What Are Fossils? An Explanation for Kids

Fossils are remarkable clues from Earth’s deep past, left behind by creatures that roamed the planet millions of years ago. They preserve stories of ancient life in stone, helping us understand the history of living things and their world.

What Are Fossils?

Fossils are the preserved remains or traces of plants and animals that lived on Earth millions of years ago. They are not usually original body parts, like bones or leaves, but rather have turned into rock. This happens when minerals in the ground replace the original material, creating a stony replica. For example, a dinosaur bone found by scientists is typically a rock shaped exactly like the original bone.

Fossils can also be imprints or signs left behind by ancient organisms, known as trace fossils. Examples include a preserved dinosaur footprint or the impression of a leaf. Even fossilized animal waste, called coprolites, can provide valuable information about what ancient creatures ate. Both body fossils and trace fossils serve as records of past life.

How Do Fossils Form?

The process of fossilization often begins when an ancient creature dies and its body settles in a place where it can be quickly covered, like at the bottom of a riverbed or ocean floor. This rapid burial by sand, mud, or volcanic ash protects the remains from scavengers and decay.

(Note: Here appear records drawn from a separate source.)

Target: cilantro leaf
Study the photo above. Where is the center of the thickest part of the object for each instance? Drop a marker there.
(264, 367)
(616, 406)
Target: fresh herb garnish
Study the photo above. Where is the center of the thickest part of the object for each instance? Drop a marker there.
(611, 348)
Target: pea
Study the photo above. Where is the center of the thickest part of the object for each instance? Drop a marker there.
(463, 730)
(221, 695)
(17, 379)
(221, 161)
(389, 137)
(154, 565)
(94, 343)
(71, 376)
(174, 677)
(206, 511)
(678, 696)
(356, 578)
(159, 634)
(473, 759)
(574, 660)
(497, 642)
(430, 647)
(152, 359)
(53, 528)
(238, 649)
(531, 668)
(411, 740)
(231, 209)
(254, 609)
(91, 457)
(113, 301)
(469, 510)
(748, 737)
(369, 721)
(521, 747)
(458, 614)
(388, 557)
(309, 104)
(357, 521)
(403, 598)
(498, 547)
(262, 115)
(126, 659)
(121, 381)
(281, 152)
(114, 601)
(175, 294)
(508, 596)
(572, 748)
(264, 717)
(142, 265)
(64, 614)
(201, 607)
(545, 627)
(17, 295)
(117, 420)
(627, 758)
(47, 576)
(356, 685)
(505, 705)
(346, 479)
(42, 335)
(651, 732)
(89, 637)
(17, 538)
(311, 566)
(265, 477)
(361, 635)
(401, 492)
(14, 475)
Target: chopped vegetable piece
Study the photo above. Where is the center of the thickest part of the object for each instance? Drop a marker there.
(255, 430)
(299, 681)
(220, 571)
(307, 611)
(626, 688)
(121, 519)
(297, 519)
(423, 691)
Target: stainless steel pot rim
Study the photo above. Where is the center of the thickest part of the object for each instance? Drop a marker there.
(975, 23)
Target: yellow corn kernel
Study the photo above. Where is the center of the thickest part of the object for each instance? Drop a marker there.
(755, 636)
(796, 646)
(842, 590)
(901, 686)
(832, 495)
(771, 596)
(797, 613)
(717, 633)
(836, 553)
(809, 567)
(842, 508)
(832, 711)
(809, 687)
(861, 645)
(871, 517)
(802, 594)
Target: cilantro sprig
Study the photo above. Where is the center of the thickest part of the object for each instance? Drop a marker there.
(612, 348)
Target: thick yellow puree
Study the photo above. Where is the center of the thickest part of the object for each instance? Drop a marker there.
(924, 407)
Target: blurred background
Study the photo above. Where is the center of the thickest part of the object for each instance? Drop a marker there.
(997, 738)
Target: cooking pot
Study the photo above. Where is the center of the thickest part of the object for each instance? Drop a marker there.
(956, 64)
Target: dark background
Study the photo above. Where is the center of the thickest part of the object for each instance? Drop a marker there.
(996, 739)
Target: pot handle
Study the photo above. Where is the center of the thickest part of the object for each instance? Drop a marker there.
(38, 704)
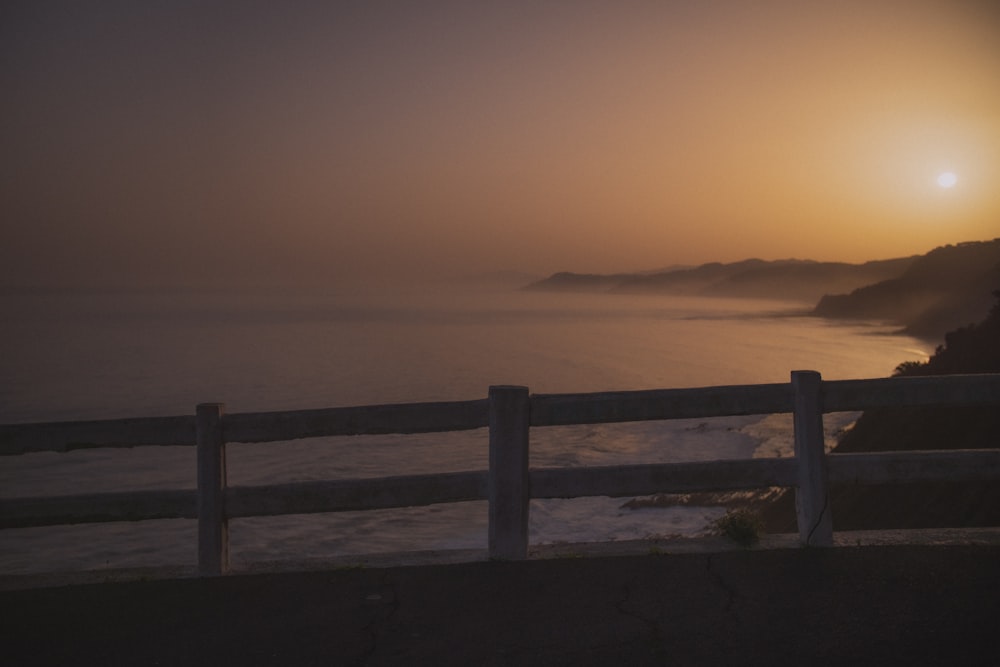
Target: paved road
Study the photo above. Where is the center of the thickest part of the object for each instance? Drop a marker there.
(907, 605)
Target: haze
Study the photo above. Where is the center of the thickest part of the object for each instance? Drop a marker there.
(326, 143)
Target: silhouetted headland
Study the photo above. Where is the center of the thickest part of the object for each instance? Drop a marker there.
(925, 295)
(971, 349)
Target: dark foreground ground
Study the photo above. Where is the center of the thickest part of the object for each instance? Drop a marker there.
(907, 605)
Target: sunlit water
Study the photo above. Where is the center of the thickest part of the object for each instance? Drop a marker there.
(71, 357)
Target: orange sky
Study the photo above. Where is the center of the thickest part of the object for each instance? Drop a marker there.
(323, 142)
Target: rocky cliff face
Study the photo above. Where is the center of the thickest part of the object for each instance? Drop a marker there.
(972, 349)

Over time, more layers of sediment pile on top, pressing down on the buried remains. While soft parts decay, hard parts like bones, teeth, or shells remain. Water carrying dissolved minerals then seeps into these hard parts, slowly replacing the original material with stone. This process, called permineralization, turns the bones or shells into rock. These rock layers might then be pushed up to the Earth’s surface, where wind and rain can wear away the surrounding rock, revealing the fossil.

What Fossils Teach Us

Fossils help scientists understand what life was like on Earth long ago. Paleontologists, who study fossils, use them to learn about creatures that lived millions of years before us, such as dinosaurs. By examining fossils, they can determine what ancient animals looked like, their size, and how they moved.

Fossils also provide information about ancient plants and past environments. For instance, finding marine creature fossils in mountains indicates those areas were once covered by oceans. These insights help us understand Earth’s history, showing how life has changed and how different creatures adapted to their ancient worlds.